Che l'ipotesi riduzionistica riesca a imporsi non sembra verosimile: la biologia del cervello e la struttura della coscienza e del pensiero fi­niscono con l'apparire irriducibili, segnate l'una dalla sua universalità, l'altra dalla sua funzionalità e determinatezza. Si può dimostrare che il cervello da realtà al pensiero, non che la struttura del cervello sia il contenuto del pensiero.

Questo è il paradosso innanzi a cui si trova ogni dottrina dell'ani­ma; essa presenta aspetti complementari e reciprocamente irriducibili. Tuttavia accertare i limiti del riduzionismo non ci dice nulla sull'ani­ma. Essa è una dimensione distinta dal cervello e immanente in esso, capace dì intervenire nei processi cerebrali? Ha una sua funzionale autonomia, che Bergson cercò di dimostrare in Matière et memoire? Esiste una cosa "anima"? In questa forma il problema non è più pro­ponibile nemmeno da coloro che riduzionisti non sono. Ma si può pensare che vi sia una saggezza presente in tutto il corpo umano e che essa non sia conchiudibile in una "cosa", in un "oggetto". Essa è una informazione che sfugge alla determinatezza delle cellule e da invece unità e forma all'insieme.

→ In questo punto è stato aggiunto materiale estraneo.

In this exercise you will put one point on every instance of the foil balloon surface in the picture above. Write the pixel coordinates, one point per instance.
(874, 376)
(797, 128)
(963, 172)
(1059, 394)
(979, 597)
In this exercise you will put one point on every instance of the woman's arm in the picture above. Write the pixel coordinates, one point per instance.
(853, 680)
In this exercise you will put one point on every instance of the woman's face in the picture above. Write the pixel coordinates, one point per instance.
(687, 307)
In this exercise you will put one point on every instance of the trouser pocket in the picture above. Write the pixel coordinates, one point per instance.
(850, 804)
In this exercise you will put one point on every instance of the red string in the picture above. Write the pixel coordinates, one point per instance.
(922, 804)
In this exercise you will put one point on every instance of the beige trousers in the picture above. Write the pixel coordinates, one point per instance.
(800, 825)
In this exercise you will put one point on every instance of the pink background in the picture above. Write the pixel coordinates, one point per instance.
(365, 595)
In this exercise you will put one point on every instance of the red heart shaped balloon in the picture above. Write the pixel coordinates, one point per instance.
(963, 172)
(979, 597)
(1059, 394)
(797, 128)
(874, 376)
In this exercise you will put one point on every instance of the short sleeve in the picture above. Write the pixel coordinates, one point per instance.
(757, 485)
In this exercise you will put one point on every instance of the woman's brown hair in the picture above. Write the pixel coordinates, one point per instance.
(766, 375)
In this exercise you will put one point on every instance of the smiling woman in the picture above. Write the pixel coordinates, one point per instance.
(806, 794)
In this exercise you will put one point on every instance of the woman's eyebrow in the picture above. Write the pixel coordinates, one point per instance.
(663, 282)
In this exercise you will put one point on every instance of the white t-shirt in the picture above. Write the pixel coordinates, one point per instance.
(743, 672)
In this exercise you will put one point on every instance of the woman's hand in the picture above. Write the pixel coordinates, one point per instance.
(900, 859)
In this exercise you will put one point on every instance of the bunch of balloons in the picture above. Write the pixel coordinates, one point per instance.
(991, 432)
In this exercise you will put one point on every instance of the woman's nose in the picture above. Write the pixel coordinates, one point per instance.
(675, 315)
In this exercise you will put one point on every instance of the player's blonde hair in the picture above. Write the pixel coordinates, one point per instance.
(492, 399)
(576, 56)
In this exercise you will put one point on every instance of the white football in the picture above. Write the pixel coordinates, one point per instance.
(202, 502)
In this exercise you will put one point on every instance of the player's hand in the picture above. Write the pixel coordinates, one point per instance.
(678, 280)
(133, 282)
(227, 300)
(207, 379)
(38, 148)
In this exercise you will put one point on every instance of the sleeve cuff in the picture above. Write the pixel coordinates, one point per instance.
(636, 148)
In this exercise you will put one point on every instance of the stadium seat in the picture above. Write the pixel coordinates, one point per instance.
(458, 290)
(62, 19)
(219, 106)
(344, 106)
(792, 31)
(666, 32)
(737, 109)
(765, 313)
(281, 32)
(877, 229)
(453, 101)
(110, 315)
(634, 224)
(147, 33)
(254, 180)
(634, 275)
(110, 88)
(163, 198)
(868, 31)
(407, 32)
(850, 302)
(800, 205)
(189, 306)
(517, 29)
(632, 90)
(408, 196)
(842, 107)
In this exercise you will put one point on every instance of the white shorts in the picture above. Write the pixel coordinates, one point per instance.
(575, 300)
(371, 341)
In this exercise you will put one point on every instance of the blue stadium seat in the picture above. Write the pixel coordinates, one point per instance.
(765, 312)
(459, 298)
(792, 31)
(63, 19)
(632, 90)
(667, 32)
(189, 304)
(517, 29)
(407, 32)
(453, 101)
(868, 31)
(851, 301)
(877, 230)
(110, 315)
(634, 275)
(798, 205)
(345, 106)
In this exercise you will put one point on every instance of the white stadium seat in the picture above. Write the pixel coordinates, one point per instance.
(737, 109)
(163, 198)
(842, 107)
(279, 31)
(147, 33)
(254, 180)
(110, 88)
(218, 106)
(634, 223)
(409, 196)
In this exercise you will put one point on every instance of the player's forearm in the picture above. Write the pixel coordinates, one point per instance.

Ogni vivente ha un'anima, ma solo l'anima umana si manifesta co­me tale al vivente, anche se la connessione di ogni suo atto a un processo cerebrale impedisce di dimostrarla come una causa separata, ra­zionalmente certificabile nei suoi effetti propri ed esclusivi. L'anima può essere sperimentata, non può essere oggettivata. Come Dio nel mondo. Dio e l'anima sono pensabili nel medesimo modo: delle Pre­senze che non possono divenire oggetto ma che sono sperimentabili nelle loro azioni; inafferrabili nel loro essere, coglibili nel loro agire.

Il dibattito sull'anima è, per questa ragione, inesauribile. Non è possibile dimostrare né che l'anima è, né che essa non è. L'anima è fuori della potenza della ragione analitica. Dobbiamo usare il termine di mistero per esprimere l'anima? No, perché di essa facciamo espe­rienza ogni giorno come soggetti, anche se non possiamo afferrarla mai come oggetto. Ma ciò accade a tutto il mondo dell'individuo e della sua libertà. Anche questo indica che dell'anima ci sarà sempre discorso.

I teologi si interessano poco dell'anima. Dovrebbe essere il loro maggiore problema. Ma essi hanno assunto come principio che legitti­mo è solo quel pensiero che non contraddice le scienze occidentali. Con l'accettare questo limite, essi fanno della teologia una mera storia delle dottrine, annullano il fondamento del loro oggetto. E' questa una silenziosa rivincita dell'anima.